Que faire de Milosevic ?

Par Franck LEFEBVRE , le 01 avril 2001 à 19h03 , mis à jour le 31 mars 2001 à 19h24

La question est posée désormais de la façon la plus claire, alors que Milosevic, arrêté, se trouve à la prison de Belgrade. Les Yougoslaves veulent qu'il soit jugé en Yougoslavie, le TPI réclame une extradition... De leur côté, les pays occidentaux évitent le sujet pour l'instant, se contentant de se réjouir de l'arrestation.

milosevic oeil © INTERNE

Même déchu, même sans aucun pouvoir officiel, Milosevic conserve une capacité de nuisance exceptionnelle. Au sein de son propre pays tout d’abord, où ses partisans n’ont pas hésité à s’opposer, les armes à la main, aux forces spéciales de police qui venaient arrêter l’ex-président yougoslave. Sur la scène internationale, ensuite, où son cas embarrasse autant la Yougoslavie – qui pourrait se voir privée d’une aide de 100 millions de dollars – que les divers Etats occidentaux. Désormais sous les verrous  à la prison centrale de Belgrade, la question est posée : que doit-on faire de Milosevic ?

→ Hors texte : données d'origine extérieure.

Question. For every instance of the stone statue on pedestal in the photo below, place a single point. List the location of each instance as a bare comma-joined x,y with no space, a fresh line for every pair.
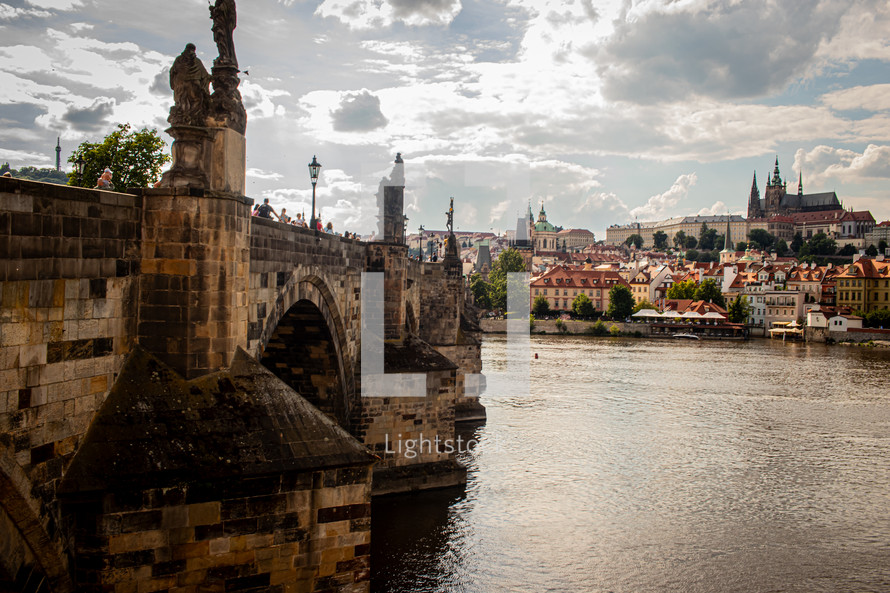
209,148
225,20
191,97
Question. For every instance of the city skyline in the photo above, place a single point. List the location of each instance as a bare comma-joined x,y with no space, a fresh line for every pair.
608,112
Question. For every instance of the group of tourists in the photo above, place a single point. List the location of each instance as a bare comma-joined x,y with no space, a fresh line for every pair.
265,210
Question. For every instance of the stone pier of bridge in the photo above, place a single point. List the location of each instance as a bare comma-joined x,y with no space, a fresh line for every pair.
181,400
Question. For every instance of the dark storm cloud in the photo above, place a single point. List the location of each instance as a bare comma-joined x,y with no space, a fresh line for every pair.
433,10
359,112
744,50
92,118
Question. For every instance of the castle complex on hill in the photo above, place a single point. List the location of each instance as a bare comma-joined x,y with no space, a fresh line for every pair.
778,212
778,202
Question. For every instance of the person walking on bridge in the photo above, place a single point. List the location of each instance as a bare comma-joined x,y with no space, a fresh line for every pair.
265,210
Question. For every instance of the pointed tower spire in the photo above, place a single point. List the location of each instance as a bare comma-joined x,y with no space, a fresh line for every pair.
727,243
777,177
754,209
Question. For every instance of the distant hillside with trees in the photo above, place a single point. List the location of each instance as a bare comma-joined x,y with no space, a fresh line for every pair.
47,175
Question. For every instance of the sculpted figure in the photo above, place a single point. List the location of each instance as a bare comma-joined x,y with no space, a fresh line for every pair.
191,96
224,23
227,109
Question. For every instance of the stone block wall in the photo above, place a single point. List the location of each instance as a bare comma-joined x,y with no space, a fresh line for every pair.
440,304
392,260
390,424
193,289
289,264
68,278
293,533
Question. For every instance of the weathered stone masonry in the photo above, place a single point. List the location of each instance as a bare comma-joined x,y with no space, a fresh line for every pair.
192,277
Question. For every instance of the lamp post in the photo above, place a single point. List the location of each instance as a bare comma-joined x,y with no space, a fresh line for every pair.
78,168
314,167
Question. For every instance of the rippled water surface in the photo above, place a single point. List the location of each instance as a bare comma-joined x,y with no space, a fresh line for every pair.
636,465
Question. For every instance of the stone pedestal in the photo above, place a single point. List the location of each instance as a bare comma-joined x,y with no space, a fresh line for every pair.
193,289
227,160
189,157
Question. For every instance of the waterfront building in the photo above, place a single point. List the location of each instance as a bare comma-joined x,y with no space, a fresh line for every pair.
880,232
572,239
690,225
864,285
781,307
561,284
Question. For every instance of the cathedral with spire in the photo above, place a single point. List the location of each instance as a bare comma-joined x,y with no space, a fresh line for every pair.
777,201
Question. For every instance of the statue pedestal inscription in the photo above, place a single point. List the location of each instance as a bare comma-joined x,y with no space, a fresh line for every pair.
227,160
190,154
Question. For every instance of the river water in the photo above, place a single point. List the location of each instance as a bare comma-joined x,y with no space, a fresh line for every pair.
637,465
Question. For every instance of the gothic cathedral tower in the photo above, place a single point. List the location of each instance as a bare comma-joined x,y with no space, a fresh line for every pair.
775,191
754,209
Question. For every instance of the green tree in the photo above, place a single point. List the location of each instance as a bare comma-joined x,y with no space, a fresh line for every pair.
822,244
508,261
680,240
583,306
709,291
879,318
760,239
480,290
660,239
621,302
644,304
541,307
738,309
635,240
682,290
135,158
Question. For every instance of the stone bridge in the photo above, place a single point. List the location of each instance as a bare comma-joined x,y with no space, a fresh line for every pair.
142,446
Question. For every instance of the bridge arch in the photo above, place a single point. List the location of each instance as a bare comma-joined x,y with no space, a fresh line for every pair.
304,343
30,561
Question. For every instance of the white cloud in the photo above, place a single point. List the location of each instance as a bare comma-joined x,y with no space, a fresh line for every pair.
260,174
8,13
371,14
358,112
21,157
498,211
824,162
661,205
875,97
56,4
715,209
862,34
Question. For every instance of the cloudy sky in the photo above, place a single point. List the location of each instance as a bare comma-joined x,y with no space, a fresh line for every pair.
606,110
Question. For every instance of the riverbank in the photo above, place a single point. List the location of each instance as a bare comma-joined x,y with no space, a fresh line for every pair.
613,328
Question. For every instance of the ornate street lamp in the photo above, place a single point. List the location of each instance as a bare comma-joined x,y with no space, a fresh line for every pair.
78,168
314,167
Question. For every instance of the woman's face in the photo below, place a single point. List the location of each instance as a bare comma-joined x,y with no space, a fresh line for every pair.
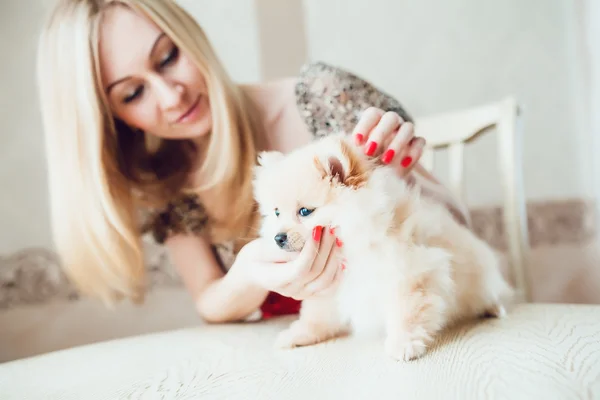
151,85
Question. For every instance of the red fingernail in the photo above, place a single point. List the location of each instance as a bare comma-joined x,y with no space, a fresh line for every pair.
317,233
388,156
371,149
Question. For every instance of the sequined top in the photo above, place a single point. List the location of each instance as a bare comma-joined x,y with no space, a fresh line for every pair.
329,99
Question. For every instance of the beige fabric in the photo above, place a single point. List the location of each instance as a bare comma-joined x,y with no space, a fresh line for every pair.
537,352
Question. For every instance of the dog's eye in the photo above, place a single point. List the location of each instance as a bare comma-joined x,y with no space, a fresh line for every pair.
304,212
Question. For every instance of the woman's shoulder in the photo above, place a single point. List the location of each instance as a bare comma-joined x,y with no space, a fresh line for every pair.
184,214
331,98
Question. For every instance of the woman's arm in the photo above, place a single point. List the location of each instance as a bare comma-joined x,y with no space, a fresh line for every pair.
219,297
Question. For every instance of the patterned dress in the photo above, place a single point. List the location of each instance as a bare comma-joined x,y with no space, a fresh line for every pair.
329,99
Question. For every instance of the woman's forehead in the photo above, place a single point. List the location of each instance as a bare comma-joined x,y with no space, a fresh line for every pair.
126,39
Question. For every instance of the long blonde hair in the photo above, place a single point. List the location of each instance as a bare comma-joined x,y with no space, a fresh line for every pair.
98,170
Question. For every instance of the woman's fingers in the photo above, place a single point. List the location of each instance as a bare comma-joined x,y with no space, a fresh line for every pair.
385,129
412,156
399,146
326,278
311,262
368,120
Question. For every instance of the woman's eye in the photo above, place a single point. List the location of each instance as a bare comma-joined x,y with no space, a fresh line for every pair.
136,93
305,212
172,56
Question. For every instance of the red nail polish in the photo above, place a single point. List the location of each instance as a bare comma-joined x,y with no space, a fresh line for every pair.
371,149
317,233
388,156
406,161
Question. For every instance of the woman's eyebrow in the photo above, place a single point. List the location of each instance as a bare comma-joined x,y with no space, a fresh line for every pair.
113,84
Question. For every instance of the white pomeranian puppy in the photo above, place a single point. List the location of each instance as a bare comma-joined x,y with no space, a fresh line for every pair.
411,269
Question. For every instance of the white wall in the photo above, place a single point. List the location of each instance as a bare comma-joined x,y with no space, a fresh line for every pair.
440,55
464,53
24,216
23,206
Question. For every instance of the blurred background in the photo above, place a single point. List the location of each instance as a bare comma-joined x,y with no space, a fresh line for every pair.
434,56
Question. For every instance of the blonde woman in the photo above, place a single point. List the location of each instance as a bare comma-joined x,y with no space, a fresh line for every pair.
146,132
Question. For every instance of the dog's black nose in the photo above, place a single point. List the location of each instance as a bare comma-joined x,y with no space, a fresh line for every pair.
281,239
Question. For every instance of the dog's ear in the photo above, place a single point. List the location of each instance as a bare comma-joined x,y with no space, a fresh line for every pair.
342,166
266,158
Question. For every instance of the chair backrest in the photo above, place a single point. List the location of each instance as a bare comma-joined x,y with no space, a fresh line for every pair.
453,131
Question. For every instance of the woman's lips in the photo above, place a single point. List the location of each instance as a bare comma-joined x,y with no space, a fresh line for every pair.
192,113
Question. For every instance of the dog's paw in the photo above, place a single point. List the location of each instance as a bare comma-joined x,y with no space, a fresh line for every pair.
405,349
295,336
495,311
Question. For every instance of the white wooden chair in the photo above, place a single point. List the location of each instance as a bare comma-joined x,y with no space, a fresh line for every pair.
452,131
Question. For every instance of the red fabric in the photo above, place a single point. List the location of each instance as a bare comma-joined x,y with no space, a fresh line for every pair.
277,305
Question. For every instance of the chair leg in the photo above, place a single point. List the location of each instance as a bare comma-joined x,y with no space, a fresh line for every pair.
515,212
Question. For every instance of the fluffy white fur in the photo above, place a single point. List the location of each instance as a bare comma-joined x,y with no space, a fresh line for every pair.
411,269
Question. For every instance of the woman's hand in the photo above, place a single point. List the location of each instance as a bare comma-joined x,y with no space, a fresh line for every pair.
387,135
312,271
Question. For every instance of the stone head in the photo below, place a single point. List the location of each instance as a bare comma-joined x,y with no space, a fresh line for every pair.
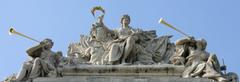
48,43
201,44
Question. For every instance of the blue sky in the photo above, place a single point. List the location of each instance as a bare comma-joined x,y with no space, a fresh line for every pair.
217,21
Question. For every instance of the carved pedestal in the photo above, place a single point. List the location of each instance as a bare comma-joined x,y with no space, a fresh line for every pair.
122,73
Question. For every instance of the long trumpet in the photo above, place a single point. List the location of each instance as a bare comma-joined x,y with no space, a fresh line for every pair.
13,31
165,23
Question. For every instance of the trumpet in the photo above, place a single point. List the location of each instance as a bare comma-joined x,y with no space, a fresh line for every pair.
169,25
13,31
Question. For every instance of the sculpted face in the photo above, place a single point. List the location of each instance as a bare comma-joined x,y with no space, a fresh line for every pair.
125,22
49,44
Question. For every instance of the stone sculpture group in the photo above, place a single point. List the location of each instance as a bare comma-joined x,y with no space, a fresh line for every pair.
124,46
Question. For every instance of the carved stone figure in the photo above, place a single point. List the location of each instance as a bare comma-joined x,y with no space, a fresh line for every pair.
198,62
42,63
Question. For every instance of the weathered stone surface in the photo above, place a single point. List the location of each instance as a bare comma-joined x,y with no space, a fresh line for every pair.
135,70
121,79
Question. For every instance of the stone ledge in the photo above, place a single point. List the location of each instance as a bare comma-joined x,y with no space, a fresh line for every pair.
121,79
129,70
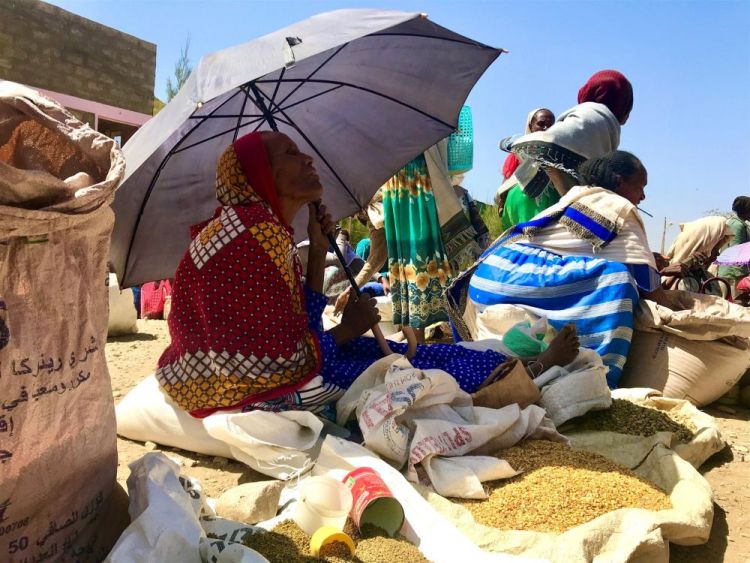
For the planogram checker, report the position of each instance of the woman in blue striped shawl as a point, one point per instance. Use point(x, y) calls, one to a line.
point(586, 261)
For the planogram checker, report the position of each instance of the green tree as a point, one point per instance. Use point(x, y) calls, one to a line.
point(182, 70)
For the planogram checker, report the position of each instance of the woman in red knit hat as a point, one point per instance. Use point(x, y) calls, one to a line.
point(611, 88)
point(549, 159)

"Nous les Yougoslaves, on n'aime pas les leçons"


Le compte à rebours a commencé
pour Milosevic
Pour la majorité des Yougoslaves, la réponse est évidente : il faut que Milosevic soit jugé… dans son pays. Radomir Diklic, l'ambassadeur de la République fédérale de Yougoslavie en France, l’a rappelé de manière ferme, samedi, lors d'une émission télévisée sur La Cinquième. "Un pays démocratique cela veut dire une justice indépendante. Pourquoi ne pas penser qu'il y aura un procès équitable? Nous les Yougoslaves, on n'aime pas les leçons (...). Nous ne sommes pas un Etat irresponsable et nous allons agir comme il faut, mais il nous faut du temps". Et si un peu plus tard, dans l’après-midi, il a quelque peu tempéré ses propos sur LCI, parlant alors d’un jugement en Yougoslavie suivi d’un jugement par le TPI, il n’en reste pas moins que beaucoup de Yougoslaves apprécieraient peu une extradition…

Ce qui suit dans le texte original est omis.